JEPARA - Banjir yang sempat merendam sejumlah wilayah di Jepara bagian selatan dilaporkan telah surut.
Di Desa Sowan Kidul, Kecamatan Kedung, genangan air sepenuhnya surut pada Senin (26/1), setelah sebelumnya mencapai 80 sentimeter.
Kondisi serupa terjadi di area persawahan Batukali dan Karangrandu.
Meski masih menyisakan dampak kerusakan pada lahan pertanian warga, sebagian besar genangan air di wilayah tersebut telah mengering.
Surutnya banjir diikuti dengan dimulainya normalisasi Sungai Jratunseluna.

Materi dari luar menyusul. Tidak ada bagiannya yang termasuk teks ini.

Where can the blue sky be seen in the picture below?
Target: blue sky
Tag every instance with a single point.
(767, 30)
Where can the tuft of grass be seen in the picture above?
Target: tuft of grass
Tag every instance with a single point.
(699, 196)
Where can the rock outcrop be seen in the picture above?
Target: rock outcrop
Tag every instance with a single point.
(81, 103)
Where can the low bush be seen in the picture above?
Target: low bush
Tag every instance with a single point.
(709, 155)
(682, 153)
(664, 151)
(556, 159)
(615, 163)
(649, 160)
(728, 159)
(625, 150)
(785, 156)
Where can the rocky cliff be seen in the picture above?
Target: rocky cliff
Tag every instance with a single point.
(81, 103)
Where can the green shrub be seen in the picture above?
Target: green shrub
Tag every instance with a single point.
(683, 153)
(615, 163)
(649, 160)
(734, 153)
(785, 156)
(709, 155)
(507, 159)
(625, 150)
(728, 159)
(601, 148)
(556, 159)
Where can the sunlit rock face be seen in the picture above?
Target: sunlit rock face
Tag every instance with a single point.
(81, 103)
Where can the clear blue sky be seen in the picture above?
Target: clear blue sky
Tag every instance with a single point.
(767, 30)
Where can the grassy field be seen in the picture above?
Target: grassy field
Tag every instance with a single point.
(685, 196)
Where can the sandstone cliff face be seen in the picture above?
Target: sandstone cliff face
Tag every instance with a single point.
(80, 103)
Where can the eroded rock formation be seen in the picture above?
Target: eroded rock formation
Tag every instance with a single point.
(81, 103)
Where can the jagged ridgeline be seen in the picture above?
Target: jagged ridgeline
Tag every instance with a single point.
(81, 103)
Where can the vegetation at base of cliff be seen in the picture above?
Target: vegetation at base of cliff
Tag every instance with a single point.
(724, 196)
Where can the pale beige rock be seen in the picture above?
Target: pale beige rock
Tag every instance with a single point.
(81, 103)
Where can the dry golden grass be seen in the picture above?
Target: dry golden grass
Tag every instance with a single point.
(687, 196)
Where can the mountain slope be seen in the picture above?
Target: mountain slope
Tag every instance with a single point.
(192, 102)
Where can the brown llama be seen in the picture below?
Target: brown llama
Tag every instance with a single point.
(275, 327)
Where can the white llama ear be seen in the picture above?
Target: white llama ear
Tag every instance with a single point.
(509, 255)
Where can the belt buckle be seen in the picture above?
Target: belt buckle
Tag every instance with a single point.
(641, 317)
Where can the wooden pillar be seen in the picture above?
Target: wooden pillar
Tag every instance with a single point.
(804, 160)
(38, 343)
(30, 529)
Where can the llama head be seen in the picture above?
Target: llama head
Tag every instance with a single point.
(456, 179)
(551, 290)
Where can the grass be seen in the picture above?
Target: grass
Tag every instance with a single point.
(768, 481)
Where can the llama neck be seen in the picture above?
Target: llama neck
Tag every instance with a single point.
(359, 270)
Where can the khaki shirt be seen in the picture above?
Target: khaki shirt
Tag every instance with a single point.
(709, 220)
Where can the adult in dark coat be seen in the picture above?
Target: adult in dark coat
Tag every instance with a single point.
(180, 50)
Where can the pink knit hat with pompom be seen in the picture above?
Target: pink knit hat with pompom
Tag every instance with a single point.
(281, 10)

Petinggi Desa Sowan Kidul Ahmad Dhuri mengatakan, sejumlah alat berat BBWS telah diterjunkan untuk melakukan pengerukan sedimen sekaligus memperkuat tanggul sungai.
“Sedimentasi di sungai ini sudah menumpuk sekitar 20 tahun lebih dan belum pernah tersentuh. Pendangkalan inilah yang menjadi salah satu penyebab sungai mudah meluap saat curah hujan tinggi,” ujarnya.
Akibat pendangkalan, lebar sungai yang semula sekitar 10 meter kini semakin menyempit.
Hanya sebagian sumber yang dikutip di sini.